La marche triomphale (1976) de Marco Bellocchio avec Michele Placido, Miou-Miou, Patrick Dewaere

 

 

 

La marche triomphale confirme que Marco Bellocchio reste un des plus lucides contempteurs de tous les édifices d’abrutissement (qu’ils soient d’ordre politique, religieux ou militaire) enfermant l’individu pour l’opprimer.

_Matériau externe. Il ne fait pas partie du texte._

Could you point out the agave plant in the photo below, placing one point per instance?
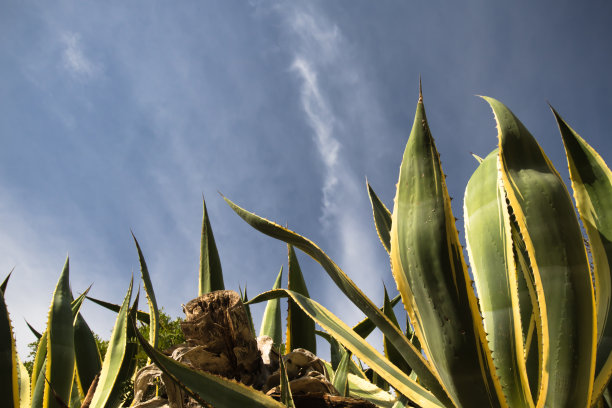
(526, 326)
(534, 331)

Passeri (Placido) est un étudiant licencié en lettres qui se voit dans l’obligation d’accomplir son service militaire où il est soumis à la plus révoltante des disciplines, aux brimades abjectes des « anciens », aux bizutages Cro-Magnonesques. Le début du film où le jeune homme découvre cette immense machine à décérébrer qu’est l’armée est assez hallucinant. Plus que sur l’ignominie de l’esprit guerrier ou l’odieuse hiérarchie, Bellocchio centre son propos autour de la manière dont l’institution broie l’individu et sa personnalité. Ce que cherche d’abord Passeri, c’est un peu de solitude (manger seul, à une autre table que celle des troufions gueulards) et d’intimité. Or son univers est à la fois totalement clos (aucune ligne de fuite possible) et sans le moindre recoin pour se soustraire à la pression de l’institution. Pas de porte aux chiottes, des anciens qui entrent sans crier gare et vous pissent dessus, l’humiliation quotidienne des « bleus » ; tout ce genre de réjouissance que Bellocchio détaille avec beaucoup de force et auxquelles je me félicite de m’être soustrait (l’armée ne m’aura eu que 24 heures mais pour ces deux demies-journées et cette nuit volées, je passerai le restant de mon existence à conchier cette immense saloperie !) 

 

 

 

Le film ne serait qu’un pamphlet antimilitariste, il serait déjà ma foi assez réjouissant. Mais La marche triomphale est plus que cela par cette manière qu’a le cinéaste d’analyser jusqu’au bout les implications de son « sujet » et de ne pas s’en tenir à des idées toutes faites.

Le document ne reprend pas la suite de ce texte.